Aarau Rohr

Musikgesellschaft Rohr mutierte zur Fluggesellschaft und hob ab

Die Musikanten feierten den 120. Geburtstag auf einer unterhaltsamen Flugreise. sih

Die Musikanten feierten den 120. Geburtstag auf einer unterhaltsamen Flugreise. sih

Das Programm kam wie ein Boarding-Pass daher und vor dem Abflug hatte die MG Rohr anlässlich ihres 120. Geburtstages einen Apéro offeriert. Das Konzert der Musikgesellschaft Aarau Rohr wurde zur unterhaltsamen Flugreise.

«Wegen einer Schlechtwetterfront verspätet sich unser Abflug um zirka zehn Minuten», ertönte die Stimme aus dem Off. Die Passagiere, an welche diese Durchsage am Samstagabend gerichtet war, sassen zwar in der Auenhalle in Rohr, fühlten sich aber tatsächlich fast wie auf einem Mittelstreckenflug. Am Eingang waren sie von Flight Attendants in schmucken Uniformen empfangen worden.

Mitten durch die «Flugpassagiere» hindurch marschierten die Musikanten auf, stellten sich vor die Bühne und begrüssten ihr Publikum mit dem Marsch «Flying Eagle». Danach formierten sie sich auf der Bühne zur Konzertaufstellung. Grossen Applaus gab es beim Auftritt des Dirigenten Fritz Schaub, der sich stilecht in eine Pilotenuniform gekleidet hatte.

Musik aus höheren Sphären

Danach ertönte lauter Fluglärm, am Bühnenbild, einem Flugzeug der Fluggesellschaft Rohr, blinkten die Lichter, die Reise konnte beginnen. Bei der Auswahl der Musikstücke hatte man sich ganz vom Thema des Abends leiten lassen.

«Fly me to the Moon», bekannt vor allem in einer Interpretation von Frank Sinatra, machte den Anfang. «Mission Impossible» war keine unmögliche Aufgabe für das Musikkorps und natürlich durften «Über den Wolken» von Reinhard May und «Heaven» von Gotthard nicht fehlen. Mit «99 Luftballons» ging es in die Pause.

Durch das Programm führten die beiden Ehrendamen Judith Wildi und Myriam Orler, die heuer als Flugbegleiterinnen fungierten und nicht nur die Musikstücke vorstellten, sondern das Publikum auch mit Sicherheitstipps unterhielten.

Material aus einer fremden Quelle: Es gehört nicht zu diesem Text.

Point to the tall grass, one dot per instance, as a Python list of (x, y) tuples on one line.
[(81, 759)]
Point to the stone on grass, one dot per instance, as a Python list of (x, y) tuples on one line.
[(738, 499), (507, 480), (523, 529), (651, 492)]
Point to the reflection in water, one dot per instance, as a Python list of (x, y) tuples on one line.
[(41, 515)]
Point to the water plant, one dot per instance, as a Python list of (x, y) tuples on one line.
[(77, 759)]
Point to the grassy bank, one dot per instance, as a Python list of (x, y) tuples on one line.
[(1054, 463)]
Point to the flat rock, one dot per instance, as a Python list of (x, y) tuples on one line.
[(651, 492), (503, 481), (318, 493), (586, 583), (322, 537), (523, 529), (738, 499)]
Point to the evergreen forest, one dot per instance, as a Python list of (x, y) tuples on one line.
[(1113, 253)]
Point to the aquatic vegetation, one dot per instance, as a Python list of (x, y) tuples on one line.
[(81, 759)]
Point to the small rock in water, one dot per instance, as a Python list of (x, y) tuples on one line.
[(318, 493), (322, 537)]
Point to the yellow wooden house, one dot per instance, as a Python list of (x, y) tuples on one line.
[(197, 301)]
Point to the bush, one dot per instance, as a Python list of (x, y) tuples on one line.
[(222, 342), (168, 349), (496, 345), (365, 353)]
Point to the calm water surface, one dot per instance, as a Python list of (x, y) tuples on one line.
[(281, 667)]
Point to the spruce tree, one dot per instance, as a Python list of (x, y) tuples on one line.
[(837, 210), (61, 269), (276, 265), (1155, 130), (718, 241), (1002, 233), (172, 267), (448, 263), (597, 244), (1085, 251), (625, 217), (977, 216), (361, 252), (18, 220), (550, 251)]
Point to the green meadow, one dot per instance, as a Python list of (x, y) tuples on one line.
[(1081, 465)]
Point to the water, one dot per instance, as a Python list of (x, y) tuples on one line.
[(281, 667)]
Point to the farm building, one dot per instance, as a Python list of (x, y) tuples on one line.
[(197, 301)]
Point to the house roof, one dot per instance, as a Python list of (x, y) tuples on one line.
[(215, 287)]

Die MG Rohr war regelrecht überrannt worden. Wer nicht reserviert hatte, musste sich früh einfinden, um noch einen Platz zu ergattern. «Wir werden nächstes Mal einen grösseren Flieger bestellen», versprach Präsident Lothar Stoltenberg. Auch die Küche kam an ihre Grenzen. So war die anfangs erwähnte Abflugsverspätung in Wahrheit nicht auf eine Schlechtwetterfront zurückzuführen, sondern auf Verzögerungen bei der Essensausgabe. Und in der Pause reichten die Lose nicht bis zu den hinteren Plätzen.

Männer in fliegenden Kisten

Doch das Publikum konnte den Unterhaltungsabend trotzdem geniessen, denn die aufgestellten Musikvorträge liessen allenfalls knurrende Mägen rasch vergessen. Und im zweiten Teil des Konzertes, den die Musikanten in Hawaiihemden spielten, tauten die Konzertbesucher auf. Nach «Fascinating Swiss Wind-Music» von Pepe Lienhard und «I Believe I Can Fly» von R. Kelly folgten die Lieblingsstücke des Publikums: Für «Those Magnificent Men in their Flying Machines» gab es Bravo-Rufe und von «Great Balls of Fire», bekannt aus dem Film «Top Gun» wurde gar eine Zugabe verlangt.

Grossen Beifall erhielten David Kapaurer, Lothar Stoltenberg und vor allem Fredi Hächler, die für 35 beziehungsweise sogar 50 Jahre Mitgliedschaft geehrt wurden. Nach «Time to Say Goodbye», zwei Zugaben und einer sanften Landung entstieg die Crew der Fluggesellschaft Rohr unter grossem Applaus dem Flugzeug.